RESUMEN
Vladimir Putin creía erróneamente que contaba con un ejército todopoderoso e invencible, por lo que decidió el 24 de febrero del año en curso, estando yo de visita en Holanda, invadir con justificaciones increíblemente disparatadas, a la indómita y brava nación ucraniana, supuestamente porque esta quería soberanamente integrarse para su protección, precisamente de Rusia, a la Organización del Tratado del Atlántico Norte, OTAN, y a la Unión Europea, algo que no ha podido concretar por no reunir las condiciones necesarias, exigidas por ambas instituciones.
Hay que aclarar para contrarrestar la desinformación propalada por el Kremlin y sus secuaces en todo el mundo para justificar sus agresiones, que no son la OTAN ni la Unión Europea las que están incitando a Ucrania a integrarse a dichos bloques, sino que son los deseos propios de esa nación el unirse a ellos para su seguridad, desarrollo y progreso, pues no es un secreto que todos los países que conformaban la Unión de Repúblicas Socialistas Soviéticas, URSS, están en la mira de Vladimir Putin, y temen por supuesto ser invadidos.
Basándose en sus alucinaciones y falsas premisas, Putin decidió llevar a cabo su agresión expansionista, calculando que sus tropas serían recibidas por ucranianos jubilosos que agradecían al invasor el haber ido a rescatarlos del supuesto régimen nazi imperante en Ucrania, encabezado por su presidente que es de origen judío, Vladymyr Zelenskyy, y que la que llama Operación Especial, solo duraría unos días en ser completada, cuando derrocaran el denominado por el Hitler ruso, régimen nazi.

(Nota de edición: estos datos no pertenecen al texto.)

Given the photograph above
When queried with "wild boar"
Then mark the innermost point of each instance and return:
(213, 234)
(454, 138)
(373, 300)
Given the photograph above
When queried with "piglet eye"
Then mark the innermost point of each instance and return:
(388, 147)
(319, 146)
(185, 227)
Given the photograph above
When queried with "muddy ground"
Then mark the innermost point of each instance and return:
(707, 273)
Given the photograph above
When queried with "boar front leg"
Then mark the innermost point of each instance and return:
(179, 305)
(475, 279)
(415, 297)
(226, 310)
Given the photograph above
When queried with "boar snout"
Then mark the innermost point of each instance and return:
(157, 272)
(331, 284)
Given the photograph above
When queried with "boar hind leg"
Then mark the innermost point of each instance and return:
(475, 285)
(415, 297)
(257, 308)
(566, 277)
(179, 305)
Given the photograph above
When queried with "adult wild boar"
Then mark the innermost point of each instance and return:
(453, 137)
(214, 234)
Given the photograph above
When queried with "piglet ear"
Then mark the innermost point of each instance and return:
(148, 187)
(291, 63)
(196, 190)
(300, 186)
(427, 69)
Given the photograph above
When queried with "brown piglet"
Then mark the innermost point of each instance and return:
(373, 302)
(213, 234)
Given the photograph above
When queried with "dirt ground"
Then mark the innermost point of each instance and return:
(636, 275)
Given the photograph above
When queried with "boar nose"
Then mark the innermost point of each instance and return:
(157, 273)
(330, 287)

Pero oh, sorpresa, en abril, sus tropas fueron expulsadas de los alrededores de Kiev, la capital ucraniana, luego de ser repelidas con valentía y férrea determinación por las tropas defensoras que empujaron su ejército al otro lado de la frontera con Bielorrusia.
Más tarde, a mediados de septiembre la derrota de Járkov, puso en jaque el objetivo de Putin en Donetsk pues la liberación por las fuerzas ucranianas de esa región, y el repliegue de las tropas invasoras, en lo que supone la mayor derrota hasta ese momento, luego de 5 meses de invasión, dificulta en gran medida el objetivo declarado del dictador ruso de tomar toda la provincia de Donetsk y asegurar el control sobre la de Luhansk.
Y más recientemente, el 11 de noviembre, Rusia experimentó su mayor humillación hasta ahora, con la vergonzosa derrota sufrida por sus tropas en la estratégica provincia de Jersón, cuya capital del mismo nombre, es la única capital de provincia capturada por los invasores, desde el comienzo de la invasión.
Jersón era la única capital de provincia que Rusia había capturado desde la invasión de febrero, y era un eslabón importante en el esfuerzo de Rusia por controlar la costa sur del Mar Negro en el oeste, como al Mar de Azov, en el este.
La pérdida de la estratégica región, es el tercer gran revés de Rusia en la guerra, tras la retirada de Kiev, la capital, la pasada primavera, y de la región de Járkov, en el noreste. Su liberación por parte de Ucrania le da de nuevo acceso al Mar Negro en el oeste y al Mar de Azov, en el este.
La reconquista de Jersón refuerza el argumento del gobierno ucraniano de que debe presionar militarmente mientras tenga a las fuerzas rusas en fuga, y no volver a la mesa de negociaciones, como sugieren algunos.
En Ucrania al parecer, el aspirante a zar ruso, fue por lana y puede salir trasquilado… Sería un triunfo histórico y emblemático de las fuerzas del bien contra las fuerzas del mal. ¡Que viva la libertad y la democracia!